Geek book publisher No Starch Press has released that next step. “Arduino Playground” (No Starch Press, $29.95, 344 pages) walks makers through building 10 outside-the-box projects as they delve more deeply into hardware design, electronics, and programming. Some of the book’s projects are practical, others are pure fun, but each provides an opportunity to build something new with electronics and push the envelope a bit.
According to author Warren Andrews, an experienced engineer and journalist, this is a book for those looking for more fun and challenging Arduino projects. “I wanted to provide a wide range of projects to demonstrate the flexibility and versatility of Arduino,” Andrews says. “I’ve been able to adapt Arduino to several other devices and technologies, which makes building more inventive, refreshing, and downright entertaining.”

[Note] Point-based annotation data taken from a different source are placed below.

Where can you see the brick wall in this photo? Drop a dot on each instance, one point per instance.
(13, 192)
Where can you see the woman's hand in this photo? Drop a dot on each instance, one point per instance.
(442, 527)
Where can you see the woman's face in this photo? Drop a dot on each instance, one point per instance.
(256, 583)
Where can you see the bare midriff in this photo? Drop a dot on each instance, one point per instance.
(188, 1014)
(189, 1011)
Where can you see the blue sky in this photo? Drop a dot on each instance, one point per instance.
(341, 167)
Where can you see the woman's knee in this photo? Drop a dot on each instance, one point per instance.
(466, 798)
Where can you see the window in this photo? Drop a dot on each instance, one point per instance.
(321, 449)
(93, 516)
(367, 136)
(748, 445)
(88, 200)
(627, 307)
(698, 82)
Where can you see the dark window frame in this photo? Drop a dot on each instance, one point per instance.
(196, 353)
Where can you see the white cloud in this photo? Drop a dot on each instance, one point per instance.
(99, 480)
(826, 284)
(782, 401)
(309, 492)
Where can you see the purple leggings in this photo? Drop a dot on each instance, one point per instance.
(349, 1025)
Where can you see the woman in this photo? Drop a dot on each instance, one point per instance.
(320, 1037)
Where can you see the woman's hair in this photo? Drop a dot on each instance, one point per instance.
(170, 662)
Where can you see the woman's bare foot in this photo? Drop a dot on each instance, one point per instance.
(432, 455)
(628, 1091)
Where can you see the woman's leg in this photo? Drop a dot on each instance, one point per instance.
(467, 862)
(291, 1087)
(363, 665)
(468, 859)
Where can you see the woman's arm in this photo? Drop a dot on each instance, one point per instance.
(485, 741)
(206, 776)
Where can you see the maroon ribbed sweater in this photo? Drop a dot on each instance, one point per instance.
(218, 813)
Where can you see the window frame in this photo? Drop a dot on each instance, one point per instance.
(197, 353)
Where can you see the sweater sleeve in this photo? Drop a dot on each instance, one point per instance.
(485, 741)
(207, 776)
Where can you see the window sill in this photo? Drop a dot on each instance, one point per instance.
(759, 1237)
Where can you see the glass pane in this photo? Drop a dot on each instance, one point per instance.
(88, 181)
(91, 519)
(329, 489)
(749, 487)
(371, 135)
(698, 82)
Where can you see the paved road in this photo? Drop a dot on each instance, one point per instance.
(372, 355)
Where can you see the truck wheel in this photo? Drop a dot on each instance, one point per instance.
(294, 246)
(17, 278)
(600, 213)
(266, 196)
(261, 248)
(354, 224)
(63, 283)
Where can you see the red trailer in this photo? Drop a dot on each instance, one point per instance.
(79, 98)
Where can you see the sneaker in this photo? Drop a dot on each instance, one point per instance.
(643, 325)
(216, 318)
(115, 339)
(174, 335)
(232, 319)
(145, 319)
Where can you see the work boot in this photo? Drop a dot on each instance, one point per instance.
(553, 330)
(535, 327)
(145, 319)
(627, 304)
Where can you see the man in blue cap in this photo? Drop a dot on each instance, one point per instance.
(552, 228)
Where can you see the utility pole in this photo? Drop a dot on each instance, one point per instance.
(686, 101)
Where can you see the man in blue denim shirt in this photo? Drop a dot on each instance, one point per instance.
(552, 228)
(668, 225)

Among the book’s 10 projects (all of which include complete code, circuit board templates, hands-on instructions, and tips for customization), readers will find:
° A reaction-timer game;
° A garage parking assistant that blinks when a vehicle is perfectly parked;
° An automatic wristwatch winder decked out with bright, colorful LEDs;
° A custom power supply that can be set to any voltage;
° A testing device that can simulate sensor signals and feed them to a circuit
“This book is for hobbyists looking to push the limits with what they can create,” says No Starch Press founder, Bill Pollock. “We’re dedicated to making people smarter and better able to push the limits. ‘Arduino Playground’ (http://tinyurl.com/h68p2q3) fits squarely in that niche.”
The author, Andrews, received his first amateur radio license at age 12 and has been writing about electronics for more than 30 years. His work has been featured in publications like “EE Times,” “Electronic Design” and “Computer Design.” Andrews has done technical consulting for several major corporations, including Motorola and GE.